Wednesday, September 9, 2009

Thinking with Blocks

My school's staff has been trained to use ThinkBlocks.  My friends who have had more training in ThinkBlocks say that they help students think in a natural way, but not necessarily a way that we are use to teaching.  It helps students make connections and distinctions between things.  (This is a most elementary explanation, as I am an absolute newbie to this, or a "white belt" as they call it.)

I've tried using the ThinkBlocks a couple of times, but felt as though I really didn't know what I was doing.  My classroom neighbor told me to start with something simple like having the kids tell you the "what is" and "what is not" a part of something.

In kindergarten today, my students were starting to paint the faces on their self portraits.  Instead of having them list the parts of the face that they needed to include, I had them tell me things that were or were not part of the face.  Naturally, I got "eyes," "nose" and "mouth." When kids suggested "ears" and "neck" there was disagreement about which block group these should go; "not a part of a face" or "part of a face."  It was interesting to hear 5 year olds defend their reasoning.  In the end, they decided that while both of those touch the face, some people might consider them part of the face and others might consider them not part of the face, so we stuck those blocks in the middle.
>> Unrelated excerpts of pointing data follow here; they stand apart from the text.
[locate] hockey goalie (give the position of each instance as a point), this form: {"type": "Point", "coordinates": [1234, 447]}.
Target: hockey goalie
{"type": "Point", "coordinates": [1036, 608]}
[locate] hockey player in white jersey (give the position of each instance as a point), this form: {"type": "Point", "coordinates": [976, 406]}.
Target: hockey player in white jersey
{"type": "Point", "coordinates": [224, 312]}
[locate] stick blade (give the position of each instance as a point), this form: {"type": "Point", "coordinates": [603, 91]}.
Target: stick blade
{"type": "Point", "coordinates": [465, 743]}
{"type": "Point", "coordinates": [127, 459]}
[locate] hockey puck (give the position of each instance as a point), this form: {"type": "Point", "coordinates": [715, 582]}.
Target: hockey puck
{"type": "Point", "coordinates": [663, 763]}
Nothing groundbreaking, but I am excited to start using the blocks.  I want to keep thinking of ways to use the tools and dig deeper.


Tara said...

hmmmm...very interesting!

Kathy said...

I never heard of the think blocks, but it sounds interesting to me...

Random Walks said...

Hi! I am a teacher in Maine who left eighth grade this year and entered fourth... my first time with such little ones!
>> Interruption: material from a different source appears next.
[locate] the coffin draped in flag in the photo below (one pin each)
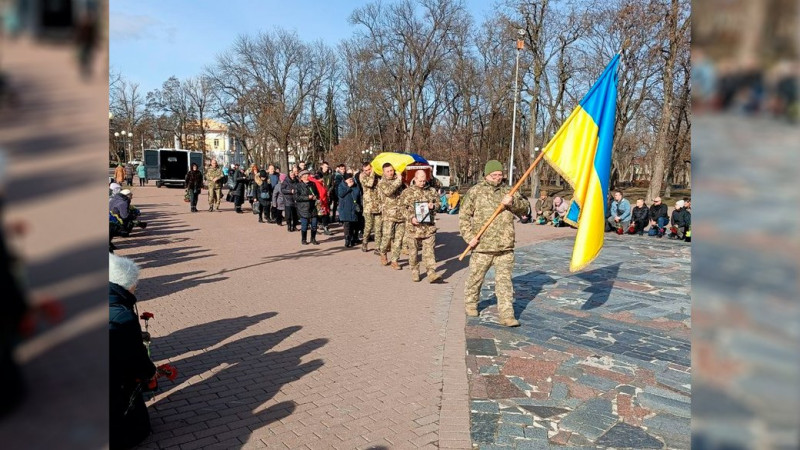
(581, 153)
I felt the same way last year which was my first year with the blocks.

This year I discovered something that is working very well. I took an object (I chose a castle for some reason) and started to think about what a castle is and what one isn't. The significant thing I did this year was find something very similar... a palace and the Great Wall of China. Each one of those shares some characteristics and it is making it easier to explore what makes a castle a castle and not a palace... We are starting a dsrp wall... interesting things we investigate which await further research. We are working on getting to know what one is by studying its parts, the parts of a palace and the parts of the Great Wall. After that, we will move on.

I envision some of my literacy block devoted to dsrping a topic of choice. My librarian is game for finding us books as topics arise.

Right now I am working on what dsrping means... and it is catching on quite well. So much better than last year when I tried to work with discrete skills in isolation... and with large complex ideas.

Derek is right... use one concept!

I am still struggling with using them as a manipulative and have only gotten them out once so far.


Julie said...

This is interesting! They are very cool looking blocks,... I have never seen them before...should be a lot of fun learning more about them and what they can do!

Sarah said...

I taught primary children for 30 years. I've heard of "thinking out of the box" but this is a new one for me. I retired in 98. I'm going to google this and learn more. ~ Sarah

jackie said...

I know I'm not a trained teacher so my opinion should be taken with a very large grain of salt, but....does education really require all these gimmicks and reinvented ways of doing things? I'm asking I guess with an open mindedness, but also some cynicism.